Another letter from the Permanent Secretary in the Ministry of Finance Solomon Sekwakwa marked “Confidential” states that “kindly be advised that the findings in the internal audit report are factual, as such, it will not be possible to remove any of them from the report.”

Sekwakwa’s letter further states that: “May I also remind you that as the Accounting Officer, internal audit reports are produced on your behalf, on advisory basis, therefore it is within your ambit to decide on the action which you deem appropriate.”

Mokgwathi and Sekwakwa were responding to a savingram from Motlhabi marked “Confidential” which proposed that the two judges be removed from the audit report.

In his letter addressed to Sekwakwa and Mokgwathi, Motlhabi states that “an audit on housing allowance of judges has now been finalised and its findings amongst others are that the two judges received housing allowance which they were not entitled to, as they were staying hotels paid for by the Government and a pool house.”

He further states that “the judges through their communications of June 17, 2016 and June 23, 2016 respectively, succinctly show that they do not owe monies to Government and request to be removed from a list of judges owing Government through receipt of undue housing allowance”.

Motlhabi explained that the judges’ position is based on their conditions of service and “we have considered the specific condition of service dealing with accommodation of judges”.

He added that “we are convinced by the views of the two judges, as a hotel room and a pool house respectively, cannot be a substitute for a judge’s institutional house with all its amenities and do support the request to have them removed for the reasons given in their submissions”.

The audit report was conducted by the Ministry of Defence, Justice and Security whose portfolio the Administration of Justice falls under.

The audit mentioned Rannowane and Gaongalelwe as beneficiaries of housing allowance whilst occupying institutional accommodation provided by the government of Botswana.

The audit further named the current Minister of Basic Education Unity Dow among judges who benefited from illegal housing allowance during her time as a judge.

The trio adds to four other High Court judges suspended by President Ian Khama for illegally enjoying housing allowance whilst accommodated under government properties. The four are Key Dingake, Rainer Busang, Mercy Garekwe and Modiri Letsididi.
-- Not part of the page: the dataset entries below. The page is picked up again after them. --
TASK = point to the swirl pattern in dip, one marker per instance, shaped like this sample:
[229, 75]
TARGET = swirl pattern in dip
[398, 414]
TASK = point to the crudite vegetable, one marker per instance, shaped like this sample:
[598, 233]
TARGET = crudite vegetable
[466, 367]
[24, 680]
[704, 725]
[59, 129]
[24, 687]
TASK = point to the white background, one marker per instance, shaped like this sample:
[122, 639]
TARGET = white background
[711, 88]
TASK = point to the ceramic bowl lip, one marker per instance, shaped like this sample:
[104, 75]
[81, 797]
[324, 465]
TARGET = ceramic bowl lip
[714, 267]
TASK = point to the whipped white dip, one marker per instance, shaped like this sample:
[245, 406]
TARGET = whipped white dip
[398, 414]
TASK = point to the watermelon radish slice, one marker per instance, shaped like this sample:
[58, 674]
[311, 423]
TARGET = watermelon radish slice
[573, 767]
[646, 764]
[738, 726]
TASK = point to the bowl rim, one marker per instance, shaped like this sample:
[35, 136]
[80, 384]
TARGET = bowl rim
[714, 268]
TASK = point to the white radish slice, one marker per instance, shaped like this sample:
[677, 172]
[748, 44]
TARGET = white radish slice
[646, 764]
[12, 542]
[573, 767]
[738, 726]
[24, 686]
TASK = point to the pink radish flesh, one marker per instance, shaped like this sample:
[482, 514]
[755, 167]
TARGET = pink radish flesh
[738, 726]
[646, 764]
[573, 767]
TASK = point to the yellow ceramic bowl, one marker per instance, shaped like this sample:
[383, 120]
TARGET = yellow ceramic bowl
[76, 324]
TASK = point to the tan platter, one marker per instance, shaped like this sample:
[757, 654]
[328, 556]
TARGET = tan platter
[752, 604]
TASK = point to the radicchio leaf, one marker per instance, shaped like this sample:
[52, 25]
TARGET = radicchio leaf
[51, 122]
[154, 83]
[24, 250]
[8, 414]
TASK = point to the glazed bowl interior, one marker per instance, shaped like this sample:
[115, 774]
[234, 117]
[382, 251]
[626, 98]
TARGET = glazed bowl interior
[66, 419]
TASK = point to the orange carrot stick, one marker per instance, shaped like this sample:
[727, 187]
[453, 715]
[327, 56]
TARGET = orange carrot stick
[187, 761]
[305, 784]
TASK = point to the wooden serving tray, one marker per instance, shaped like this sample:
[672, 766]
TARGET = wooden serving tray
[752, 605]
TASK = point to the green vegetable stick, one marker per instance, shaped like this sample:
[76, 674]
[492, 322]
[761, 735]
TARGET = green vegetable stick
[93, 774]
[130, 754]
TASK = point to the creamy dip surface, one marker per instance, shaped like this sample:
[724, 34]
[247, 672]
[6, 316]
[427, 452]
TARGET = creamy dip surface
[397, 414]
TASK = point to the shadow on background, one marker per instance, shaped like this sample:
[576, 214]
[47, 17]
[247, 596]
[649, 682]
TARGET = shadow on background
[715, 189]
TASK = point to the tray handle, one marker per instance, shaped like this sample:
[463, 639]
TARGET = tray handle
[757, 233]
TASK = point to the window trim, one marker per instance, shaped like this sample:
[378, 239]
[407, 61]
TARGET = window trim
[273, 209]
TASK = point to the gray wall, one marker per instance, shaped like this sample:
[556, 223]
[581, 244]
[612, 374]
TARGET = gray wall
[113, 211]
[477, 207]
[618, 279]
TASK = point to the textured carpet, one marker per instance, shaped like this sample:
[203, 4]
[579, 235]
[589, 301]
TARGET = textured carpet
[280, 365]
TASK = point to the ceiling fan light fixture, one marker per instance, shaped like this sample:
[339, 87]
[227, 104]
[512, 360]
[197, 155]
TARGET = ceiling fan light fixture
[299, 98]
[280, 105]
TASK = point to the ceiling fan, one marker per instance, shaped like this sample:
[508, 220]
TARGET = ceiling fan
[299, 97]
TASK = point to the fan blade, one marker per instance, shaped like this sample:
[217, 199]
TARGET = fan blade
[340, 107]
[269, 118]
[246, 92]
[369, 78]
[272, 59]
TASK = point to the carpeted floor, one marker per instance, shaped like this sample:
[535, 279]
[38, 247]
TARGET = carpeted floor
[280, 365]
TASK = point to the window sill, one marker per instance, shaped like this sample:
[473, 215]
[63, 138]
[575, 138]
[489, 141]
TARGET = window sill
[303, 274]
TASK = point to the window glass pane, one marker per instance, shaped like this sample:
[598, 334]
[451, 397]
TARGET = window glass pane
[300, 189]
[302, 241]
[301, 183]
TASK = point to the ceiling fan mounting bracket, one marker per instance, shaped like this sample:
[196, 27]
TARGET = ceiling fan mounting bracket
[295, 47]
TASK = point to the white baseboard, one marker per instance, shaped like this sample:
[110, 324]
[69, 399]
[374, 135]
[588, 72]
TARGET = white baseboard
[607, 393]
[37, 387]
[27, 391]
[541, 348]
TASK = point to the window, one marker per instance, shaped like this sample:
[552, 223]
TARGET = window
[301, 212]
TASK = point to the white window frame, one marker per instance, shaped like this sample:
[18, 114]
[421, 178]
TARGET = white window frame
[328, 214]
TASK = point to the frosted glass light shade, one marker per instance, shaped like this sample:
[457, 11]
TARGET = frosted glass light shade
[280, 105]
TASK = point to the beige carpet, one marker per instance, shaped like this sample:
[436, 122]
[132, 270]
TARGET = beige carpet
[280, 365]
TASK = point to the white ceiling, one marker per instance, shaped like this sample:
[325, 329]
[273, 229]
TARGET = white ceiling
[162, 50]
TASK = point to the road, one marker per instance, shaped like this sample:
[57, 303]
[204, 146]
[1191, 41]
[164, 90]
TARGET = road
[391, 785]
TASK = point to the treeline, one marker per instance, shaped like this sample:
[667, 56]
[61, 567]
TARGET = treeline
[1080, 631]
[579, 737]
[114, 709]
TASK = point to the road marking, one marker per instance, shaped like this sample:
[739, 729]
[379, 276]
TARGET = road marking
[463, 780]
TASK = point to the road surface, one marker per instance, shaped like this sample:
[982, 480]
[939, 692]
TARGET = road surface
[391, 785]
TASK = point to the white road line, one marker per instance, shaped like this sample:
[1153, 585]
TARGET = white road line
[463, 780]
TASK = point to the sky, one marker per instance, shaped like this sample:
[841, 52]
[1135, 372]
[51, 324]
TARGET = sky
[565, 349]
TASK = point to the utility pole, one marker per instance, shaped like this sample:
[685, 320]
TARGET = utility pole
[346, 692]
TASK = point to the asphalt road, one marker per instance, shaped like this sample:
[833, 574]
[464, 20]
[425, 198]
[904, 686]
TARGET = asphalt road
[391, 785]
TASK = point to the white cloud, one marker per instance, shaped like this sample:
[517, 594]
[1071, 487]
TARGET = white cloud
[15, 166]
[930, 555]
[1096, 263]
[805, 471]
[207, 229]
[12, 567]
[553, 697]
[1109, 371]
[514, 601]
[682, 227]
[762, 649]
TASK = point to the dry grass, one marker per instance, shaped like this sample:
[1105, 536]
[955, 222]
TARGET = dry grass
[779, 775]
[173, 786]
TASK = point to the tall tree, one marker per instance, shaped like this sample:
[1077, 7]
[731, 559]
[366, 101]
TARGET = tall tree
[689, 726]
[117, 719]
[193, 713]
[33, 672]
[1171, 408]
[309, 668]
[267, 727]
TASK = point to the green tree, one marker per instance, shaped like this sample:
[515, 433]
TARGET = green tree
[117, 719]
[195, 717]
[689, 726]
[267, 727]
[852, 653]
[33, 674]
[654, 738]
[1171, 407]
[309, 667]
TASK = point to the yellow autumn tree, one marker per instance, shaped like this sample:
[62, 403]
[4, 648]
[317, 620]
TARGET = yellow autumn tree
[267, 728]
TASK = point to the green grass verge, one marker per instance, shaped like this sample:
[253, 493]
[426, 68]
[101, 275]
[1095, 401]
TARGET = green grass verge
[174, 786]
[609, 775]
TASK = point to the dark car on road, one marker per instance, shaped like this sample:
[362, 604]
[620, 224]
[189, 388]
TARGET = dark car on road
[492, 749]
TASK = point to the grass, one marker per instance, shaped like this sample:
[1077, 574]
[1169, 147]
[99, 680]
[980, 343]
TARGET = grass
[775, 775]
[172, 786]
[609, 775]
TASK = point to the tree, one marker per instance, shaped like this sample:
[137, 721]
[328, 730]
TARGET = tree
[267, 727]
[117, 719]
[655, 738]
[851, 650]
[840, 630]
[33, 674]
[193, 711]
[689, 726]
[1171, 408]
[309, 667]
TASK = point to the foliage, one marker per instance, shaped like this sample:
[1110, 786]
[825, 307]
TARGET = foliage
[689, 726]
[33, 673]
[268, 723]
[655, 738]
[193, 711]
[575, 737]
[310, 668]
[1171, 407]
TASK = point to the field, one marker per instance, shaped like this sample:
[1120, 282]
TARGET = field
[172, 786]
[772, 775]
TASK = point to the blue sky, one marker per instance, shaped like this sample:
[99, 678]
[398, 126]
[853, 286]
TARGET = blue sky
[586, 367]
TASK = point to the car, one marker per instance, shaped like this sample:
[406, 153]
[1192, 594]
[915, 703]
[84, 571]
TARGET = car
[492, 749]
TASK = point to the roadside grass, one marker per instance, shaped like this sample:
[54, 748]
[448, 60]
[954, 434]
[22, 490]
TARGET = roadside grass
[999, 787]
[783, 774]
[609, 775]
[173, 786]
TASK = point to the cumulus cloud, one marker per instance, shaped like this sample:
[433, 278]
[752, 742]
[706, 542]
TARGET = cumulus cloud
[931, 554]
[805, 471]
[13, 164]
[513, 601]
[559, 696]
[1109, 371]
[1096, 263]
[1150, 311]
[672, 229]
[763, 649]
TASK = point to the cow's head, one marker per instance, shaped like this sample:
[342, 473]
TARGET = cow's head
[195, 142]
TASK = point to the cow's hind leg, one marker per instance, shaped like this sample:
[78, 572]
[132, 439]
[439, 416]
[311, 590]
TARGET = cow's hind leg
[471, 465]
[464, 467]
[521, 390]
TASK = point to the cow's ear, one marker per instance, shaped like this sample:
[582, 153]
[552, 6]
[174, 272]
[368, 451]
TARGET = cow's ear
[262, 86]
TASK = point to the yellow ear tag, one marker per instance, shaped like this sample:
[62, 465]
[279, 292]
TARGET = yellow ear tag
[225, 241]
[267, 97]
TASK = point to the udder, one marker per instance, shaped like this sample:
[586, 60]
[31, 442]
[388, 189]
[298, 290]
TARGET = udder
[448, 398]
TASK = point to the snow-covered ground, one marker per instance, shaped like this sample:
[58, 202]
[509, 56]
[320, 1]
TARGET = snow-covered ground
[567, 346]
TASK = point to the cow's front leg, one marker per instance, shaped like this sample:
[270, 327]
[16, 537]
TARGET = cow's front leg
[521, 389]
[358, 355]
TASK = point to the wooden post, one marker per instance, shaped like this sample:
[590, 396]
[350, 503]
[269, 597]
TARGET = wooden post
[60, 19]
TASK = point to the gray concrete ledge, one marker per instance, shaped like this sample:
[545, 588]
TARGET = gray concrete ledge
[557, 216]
Sunday Standard has turned up information that in another desperate attempt to create distinction between the two groups of judges who were paid housing allowance against what the law prescribes, the AoJ attempted to redefine established policy and practice.

The AoJ wrote to the Ministry of Finance and Economic Development to give an interpretation of finance law that the latter (which is the custodian of state funds) is unfamiliar with. In terms of the policies developed from such law, there is no such thing as “inconvenience allowance” but AoJ is now making the case that judges in the second group were paid housing allowance as recompense for the inconvenience of staying in a hotel.

Apparently, no one has ever been paid this sort of allowance because it has never been known to exist. The ministry is said to have refused to play along because there is no provision for inconvenience allowance.

It is unclear what will happen in the future but if the ministry accepts that civil servants can be paid housing allowance for staying in a hotel, that would mean that circumstances under which Gaongalelwe and Rannowane received housing allowance are different from those of the four suspended judges.

To be precise, it would mean that there is no double standard in taking disciplinary action against one group of people and none against the other. The ministry’s acquiescence could open a Pandora’s Box because other civil servants who stay in hotels while on duty would also be eligible for inconvenience allowance.

The double standard that has come to define this matter has largely been attributed to a plot to make it impossible for Dingake to become Chief Justice next year when Dibotelo reaches retirement age.

 He is the second most senior judge after Dibotelo and the practice since independence in 1966 has been for the most senior judge to become Chief Justice. Dingake, who is the younger brother of Michael Dingake, (a veteran opposition figure who was imprisoned with Nelson Mandela on Robben Island) is reportedly seen as anti-government.